Com o novo modelo, o sistema do PIX passa a rastrear com mais precisão o caminho do dinheiro, mesmo após o valor ser transferido para outras contas. Segundo o BC, isso deve facilitar a identificação das chamadas “contas laranja”, usadas para movimentar quantias desviadas, e ajudar a impedir que sejam reutilizadas em novas fraudes.

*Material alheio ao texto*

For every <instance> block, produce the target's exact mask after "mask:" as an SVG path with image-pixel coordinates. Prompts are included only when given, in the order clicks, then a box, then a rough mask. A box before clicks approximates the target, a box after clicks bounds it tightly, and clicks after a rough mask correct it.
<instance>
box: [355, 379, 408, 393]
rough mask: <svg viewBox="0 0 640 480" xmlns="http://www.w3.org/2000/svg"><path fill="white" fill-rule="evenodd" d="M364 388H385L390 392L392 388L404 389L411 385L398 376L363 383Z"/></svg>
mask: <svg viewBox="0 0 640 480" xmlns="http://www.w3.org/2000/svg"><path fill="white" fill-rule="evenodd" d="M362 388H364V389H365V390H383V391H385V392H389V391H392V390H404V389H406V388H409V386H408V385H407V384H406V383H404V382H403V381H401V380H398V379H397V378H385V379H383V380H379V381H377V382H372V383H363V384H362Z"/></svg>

O funcionamento completo das regras será obrigatório para todos os bancos a partir de 2 de fevereiro. Até lá, a adoção é opcional. A partir desse sistema, a devolução poderá ocorrer em até 11 dias após a contestação feita pelo usuário. As informações sobre as contas suspeitas serão compartilhadas entre as instituições envolvidas na transferência.
Desde 1º de outubro, os bancos já são obrigados a oferecer, dentro do próprio aplicativo, uma área específica para contestação de transações no PIX. A intenção é facilitar e agilizar a comunicação com a instituição financeira, sem a necessidade de atendimento humano, aumentando as chances de recuperar os valores antes que sejam totalmente sacados pelos golpistas.
O Banco Central afirma que o novo mecanismo deve reduzir fraudes, fortalecer a segurança do sistema e tornar o processo de devolução menos burocrático. Para quem usa o PIX, a orientação é agir rapidamente ao identificar movimentações suspeitas e acionar o recurso de contestação diretamente no app do banco.